On a visit to Ghana in 1993, I spent a day with the legendary palm wine guitarist Konimo in Kumasi. At one point, he made a point of showing me and playing an unfamiliar string instrument called the seprewa. He told me it was a cousin of the kora, and the Akan root instrument of the highlife sound. Before there were guitars in the ceremonies and watering holes of the Akan kingdom, there was the seprewa. In sixteen years since, I have never seen or heard the instrument again, so it was a surprise to come upon this group, which combines two seprewas, electric and acoustic guitars, and a beguiling array of percussion instruments as backing for a set of lilting, dreamlike highlife songs. When it was a commonplace instrument, the seprewa was not generally an ensemble instrument, and seprewa-guitar combinations have never been prevalent, particularly given the instrument’s idiosyncratic tonal system. So the music on Seprewa Kasa is not so much a revival as an imagined, and magical, musical world.
The spark for this project came when Kari Banaman, a guitarist with the legendary highlife fusion band Osibisa, heard the seprewa played at a world music festival in Switzerland in 2002. He went to Ghana, joined forces with university instructors and seprewa aces Osei Korankye and Baffour Kyerematen. Korankye has played seprewa since he was twelve, and in his hands, the instrument approaches the fluidity of the Mande kora, although it has less strings. Some of these eight pieces have the distinct flavor of the sensuous sichi highlife sound, romantic and irresistibly sweet. Others hew closer to rootsy highlife. We hear two different seprewas, one warm and rounded like a nylon string guitar, the other more twangy, like a banjo.
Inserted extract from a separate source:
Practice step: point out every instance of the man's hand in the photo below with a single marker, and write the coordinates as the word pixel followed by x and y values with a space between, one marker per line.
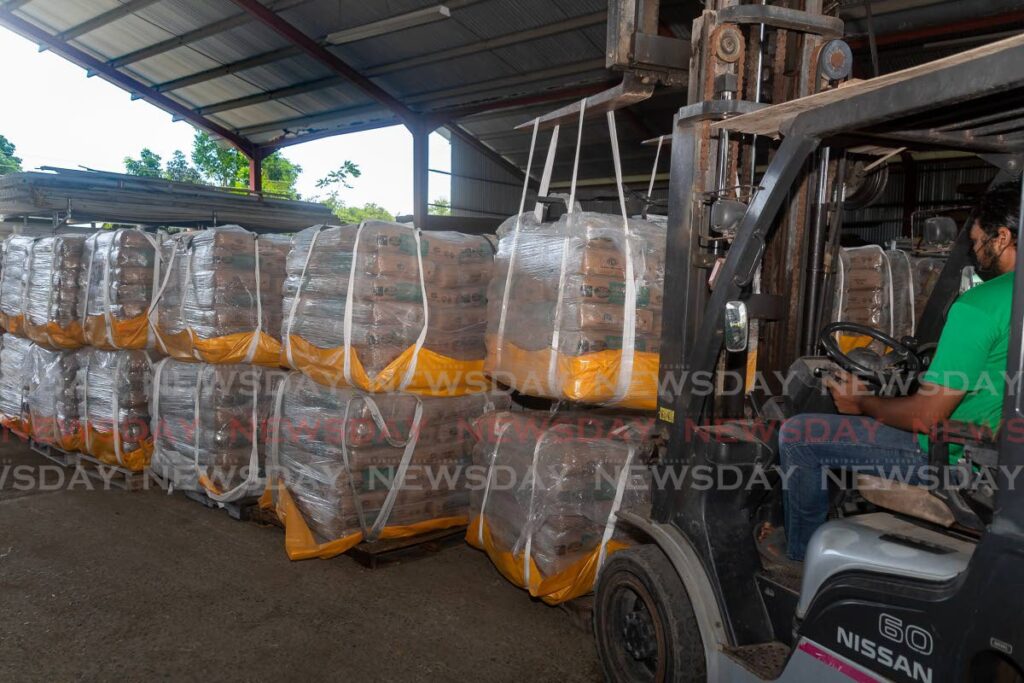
pixel 848 391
Banaman mostly plays acoustic guitar, but when he pulls out the electric, as on the sublime closer “Barima Ye Na,” the highlife connection springs to life.
The musicianship is superb os these jewel-like performances, from the soaring vocal harmonies to spare, grounding percussion, and lacey, rhythmic string interplay. Crucially, there is also a looseness and ease in the performances, a complete absence of fussiness, most notably on the title song: Seprewa speaks, guitar answers! With all the great acoustic African releases that have come to market in the past decade, it is amazing that no one thought of this sooner. This utterly unique CD is nothing short of a revelation for lovers of acoustic string music. Kudos to these fine musicians for putting the venerable seprewa back in the limelight after all these years!